Re: [PATCH v2 1/3] x86/mce: Avoid infinite loop for copy from user recovery

"Luck, Tony" <tony.luck@xxxxxxxxx> · Mon, 23 Aug 2021 08:24:37 -0700

On Sun, Aug 22, 2021 at 04:46:14PM +0200, Borislav Petkov wrote:
> On Fri, Aug 20, 2021 at 01:33:56PM -0700, Luck, Tony wrote:
> > The new version (thanks to All fixing iov_iter.c) now does
> > exactly what POSIX says should happen.  If I have a buffer
> > with poison at offset 213, and I do this:
> > 
> > 	ret = write(fd, buf, 512);
> > 
> > Then the return from write is 213, and the first 213 bytes
> > from the buffer appear in the file, and the file size is
> > incremented by 213 (assuming the write started with the lseek
> > offset at the original size of the file).
> 
> ... and the user still gets a SIGBUS so that it gets a chance to handle
> the encountered poison? I.e., not retry the write for the remaining 512
> - 213 bytes?

Whether the user gets a SIGBUS depends on what they do next.  In a typical
user loop trying to do a write:

	while (nbytes) {
		ret = write(fd, buf, nbytes);
		if (ret == -1)
			return ret;
		buf += ret;
		nbytes -= ret;
	}

The next iteration after the short write caused by the machine check
will return ret == -1, errno = EFAULT.

Andy Lutomirski convinced me that the kernel should not send a SIGBUS
to an application when the kernel accesses the poison in user memory.

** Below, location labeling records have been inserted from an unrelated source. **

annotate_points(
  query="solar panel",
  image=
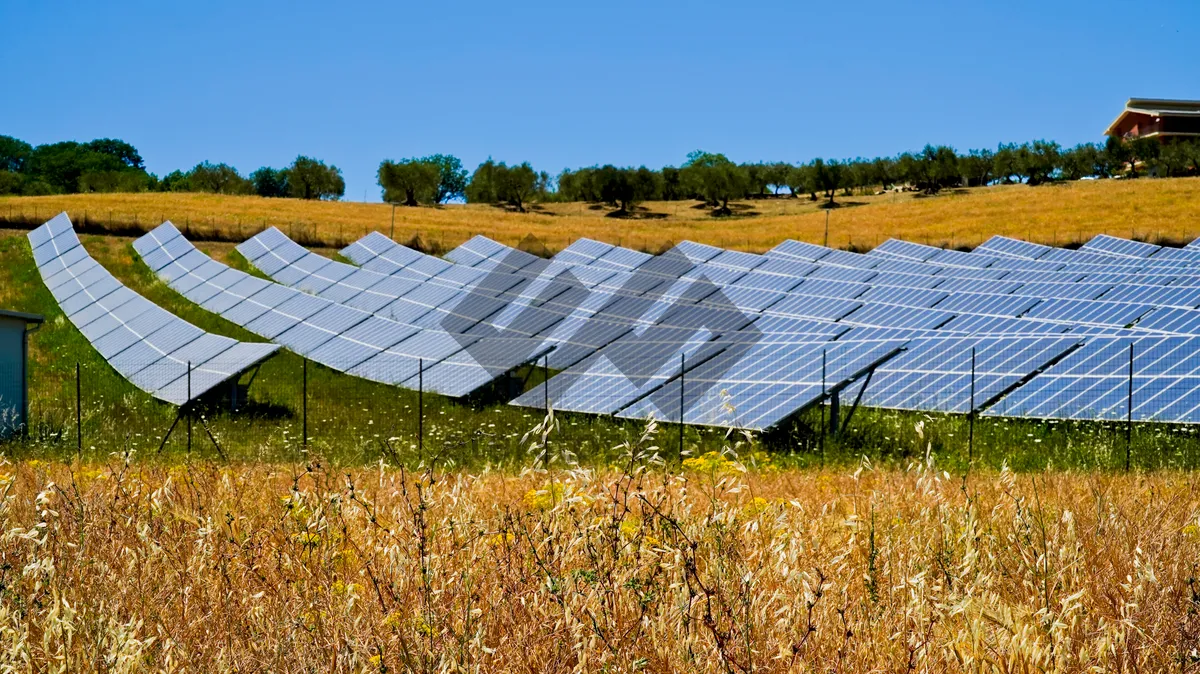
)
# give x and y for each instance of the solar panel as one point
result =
(935, 374)
(341, 337)
(1120, 247)
(766, 385)
(150, 347)
(1093, 383)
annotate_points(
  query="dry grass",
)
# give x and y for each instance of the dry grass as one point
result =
(132, 566)
(1057, 214)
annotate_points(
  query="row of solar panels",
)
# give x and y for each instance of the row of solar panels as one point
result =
(156, 350)
(761, 336)
(616, 322)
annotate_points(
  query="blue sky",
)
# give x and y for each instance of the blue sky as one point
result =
(570, 84)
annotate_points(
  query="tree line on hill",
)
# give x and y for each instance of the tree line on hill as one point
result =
(115, 166)
(108, 164)
(717, 180)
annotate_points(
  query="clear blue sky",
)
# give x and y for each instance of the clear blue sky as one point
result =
(570, 84)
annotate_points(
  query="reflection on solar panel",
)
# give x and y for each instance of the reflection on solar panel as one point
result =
(750, 328)
(147, 344)
(341, 337)
(765, 385)
(935, 373)
(1092, 383)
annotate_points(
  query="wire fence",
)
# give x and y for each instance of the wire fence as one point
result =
(289, 408)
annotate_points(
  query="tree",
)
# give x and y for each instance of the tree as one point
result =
(516, 184)
(174, 181)
(311, 179)
(119, 150)
(1080, 161)
(715, 179)
(11, 182)
(756, 178)
(977, 166)
(217, 179)
(777, 175)
(409, 181)
(799, 181)
(13, 154)
(1038, 161)
(827, 176)
(481, 188)
(1117, 154)
(60, 164)
(1006, 164)
(451, 176)
(1143, 150)
(270, 182)
(115, 181)
(625, 187)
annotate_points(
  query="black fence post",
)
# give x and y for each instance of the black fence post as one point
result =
(1129, 411)
(420, 408)
(189, 407)
(822, 405)
(304, 396)
(78, 410)
(971, 414)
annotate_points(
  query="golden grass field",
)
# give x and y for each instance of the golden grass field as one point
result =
(133, 566)
(1054, 214)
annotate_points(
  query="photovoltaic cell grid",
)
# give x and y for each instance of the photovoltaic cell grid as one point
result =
(343, 338)
(148, 345)
(897, 301)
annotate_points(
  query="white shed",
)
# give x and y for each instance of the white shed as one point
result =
(15, 329)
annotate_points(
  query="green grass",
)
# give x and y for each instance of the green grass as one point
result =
(353, 421)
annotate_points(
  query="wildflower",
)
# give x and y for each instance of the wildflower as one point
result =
(499, 540)
(307, 539)
(709, 462)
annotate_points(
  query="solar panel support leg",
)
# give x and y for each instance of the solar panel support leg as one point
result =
(858, 398)
(78, 411)
(823, 392)
(971, 414)
(1129, 411)
(304, 404)
(169, 429)
(213, 438)
(420, 408)
(189, 407)
(834, 411)
(683, 367)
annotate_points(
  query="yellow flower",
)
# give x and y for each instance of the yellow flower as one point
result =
(631, 527)
(546, 497)
(501, 540)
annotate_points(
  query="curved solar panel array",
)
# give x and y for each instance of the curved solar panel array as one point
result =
(760, 337)
(147, 344)
(337, 335)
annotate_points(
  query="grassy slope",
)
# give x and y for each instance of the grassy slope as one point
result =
(1056, 214)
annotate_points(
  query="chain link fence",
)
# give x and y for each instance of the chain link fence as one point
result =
(291, 408)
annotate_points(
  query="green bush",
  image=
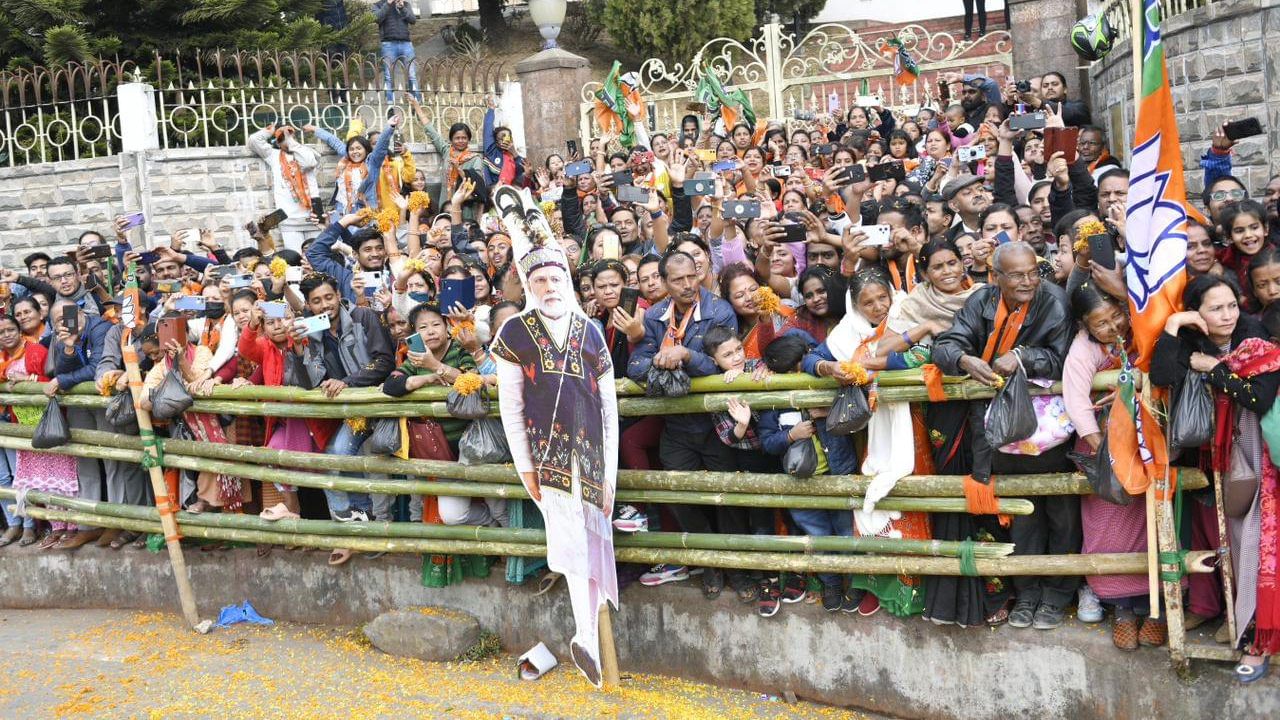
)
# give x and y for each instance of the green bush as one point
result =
(675, 30)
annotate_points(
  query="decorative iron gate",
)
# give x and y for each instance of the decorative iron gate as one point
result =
(784, 74)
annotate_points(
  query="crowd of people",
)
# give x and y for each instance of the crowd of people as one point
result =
(841, 246)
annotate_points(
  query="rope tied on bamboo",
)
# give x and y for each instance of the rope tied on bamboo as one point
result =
(968, 563)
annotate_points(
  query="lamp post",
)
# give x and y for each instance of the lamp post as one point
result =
(548, 16)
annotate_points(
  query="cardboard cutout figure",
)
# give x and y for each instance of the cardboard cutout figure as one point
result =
(558, 406)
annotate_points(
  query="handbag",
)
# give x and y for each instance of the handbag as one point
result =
(53, 429)
(1191, 423)
(170, 400)
(1052, 427)
(800, 459)
(484, 442)
(120, 411)
(1010, 415)
(662, 382)
(1240, 484)
(385, 438)
(850, 411)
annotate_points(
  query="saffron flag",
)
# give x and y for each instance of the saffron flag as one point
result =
(1156, 273)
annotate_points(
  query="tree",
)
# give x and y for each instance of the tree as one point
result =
(56, 31)
(675, 30)
(789, 10)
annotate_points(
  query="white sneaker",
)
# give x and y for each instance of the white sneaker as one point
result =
(1088, 607)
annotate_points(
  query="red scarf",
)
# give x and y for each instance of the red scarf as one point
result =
(1252, 358)
(293, 177)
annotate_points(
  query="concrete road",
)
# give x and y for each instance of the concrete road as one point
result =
(99, 664)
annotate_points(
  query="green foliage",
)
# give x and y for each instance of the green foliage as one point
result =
(58, 31)
(789, 9)
(675, 30)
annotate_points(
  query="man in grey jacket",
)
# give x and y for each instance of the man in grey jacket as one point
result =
(393, 19)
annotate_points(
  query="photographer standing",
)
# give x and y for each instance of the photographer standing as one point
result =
(393, 19)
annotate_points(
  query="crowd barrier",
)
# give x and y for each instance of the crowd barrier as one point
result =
(801, 554)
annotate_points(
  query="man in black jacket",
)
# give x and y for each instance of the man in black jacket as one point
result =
(393, 19)
(981, 346)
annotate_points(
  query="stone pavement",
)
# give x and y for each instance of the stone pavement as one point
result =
(99, 664)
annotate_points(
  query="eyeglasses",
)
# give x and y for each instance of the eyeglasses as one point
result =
(1220, 195)
(1020, 277)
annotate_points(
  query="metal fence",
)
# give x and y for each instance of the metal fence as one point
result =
(784, 73)
(220, 98)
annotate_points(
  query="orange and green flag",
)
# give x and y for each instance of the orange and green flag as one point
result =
(1156, 274)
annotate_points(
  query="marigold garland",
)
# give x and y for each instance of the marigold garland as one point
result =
(419, 201)
(1082, 235)
(458, 327)
(767, 301)
(856, 372)
(387, 219)
(467, 383)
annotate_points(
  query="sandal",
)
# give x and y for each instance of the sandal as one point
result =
(123, 540)
(1246, 673)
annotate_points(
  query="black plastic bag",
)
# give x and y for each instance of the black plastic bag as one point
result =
(1097, 470)
(120, 411)
(801, 459)
(1191, 424)
(850, 411)
(662, 382)
(1010, 417)
(170, 400)
(484, 442)
(51, 431)
(385, 438)
(467, 406)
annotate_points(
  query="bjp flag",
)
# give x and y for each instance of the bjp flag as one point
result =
(1156, 274)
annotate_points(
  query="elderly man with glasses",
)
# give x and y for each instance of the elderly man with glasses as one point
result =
(1019, 322)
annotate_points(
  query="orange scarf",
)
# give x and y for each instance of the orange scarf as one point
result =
(905, 285)
(295, 178)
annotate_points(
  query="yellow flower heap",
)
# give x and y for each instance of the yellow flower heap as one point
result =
(419, 201)
(767, 301)
(467, 383)
(856, 372)
(1082, 236)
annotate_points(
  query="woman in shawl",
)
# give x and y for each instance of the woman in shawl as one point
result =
(1212, 336)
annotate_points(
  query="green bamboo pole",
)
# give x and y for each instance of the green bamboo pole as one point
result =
(626, 388)
(101, 445)
(684, 541)
(1109, 564)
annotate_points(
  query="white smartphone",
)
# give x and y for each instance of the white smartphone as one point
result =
(877, 236)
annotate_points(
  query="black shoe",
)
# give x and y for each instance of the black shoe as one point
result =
(1047, 616)
(851, 600)
(351, 515)
(832, 596)
(1023, 614)
(771, 598)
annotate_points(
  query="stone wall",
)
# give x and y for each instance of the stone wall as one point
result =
(49, 205)
(1223, 65)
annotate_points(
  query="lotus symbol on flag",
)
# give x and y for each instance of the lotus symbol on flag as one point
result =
(1156, 226)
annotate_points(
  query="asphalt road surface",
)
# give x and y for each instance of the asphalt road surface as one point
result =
(100, 664)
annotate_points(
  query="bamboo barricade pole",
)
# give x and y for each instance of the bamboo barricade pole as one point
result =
(152, 459)
(677, 541)
(112, 446)
(1106, 564)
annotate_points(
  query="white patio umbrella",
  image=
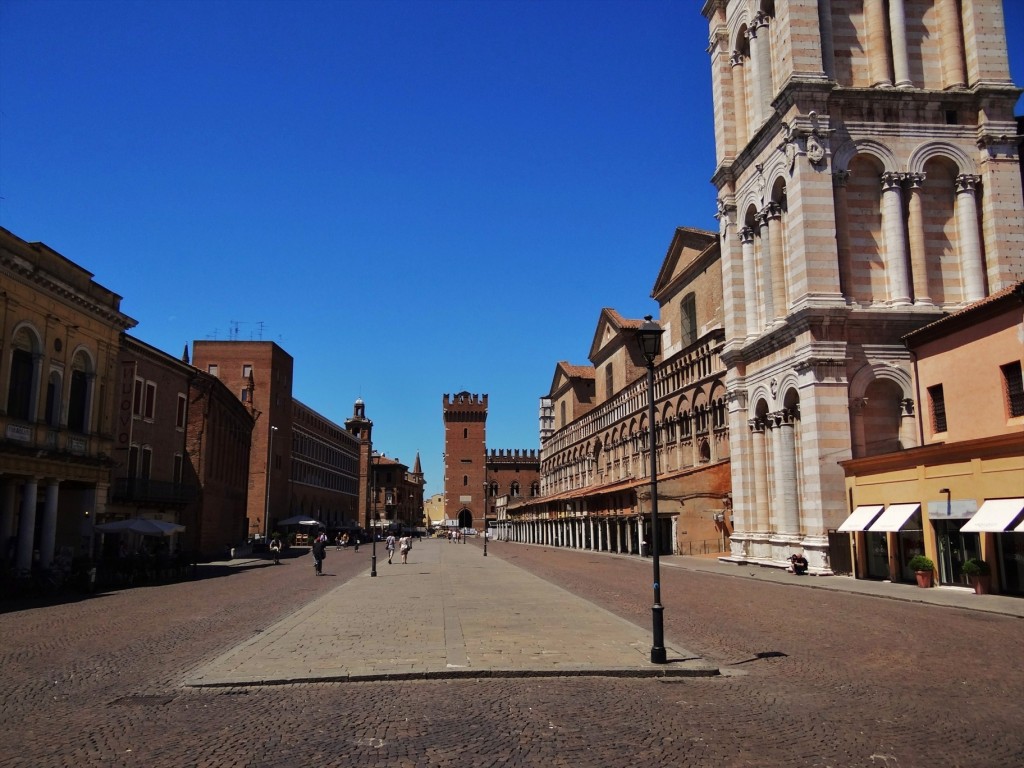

If the user tries to access the page with the poison directly they'll
get a SIGBUS (page was unmapped so user gets a #PF, but the x86 fault
handler sees that the page was unmapped because of poison, so sends a
SIGBUS).

> If so, do we document that somewhere so that application writers can
> know what they should do in such cases?

Applications see a failed write ... they should do whatever they would
normally do for a failed write.

-Tony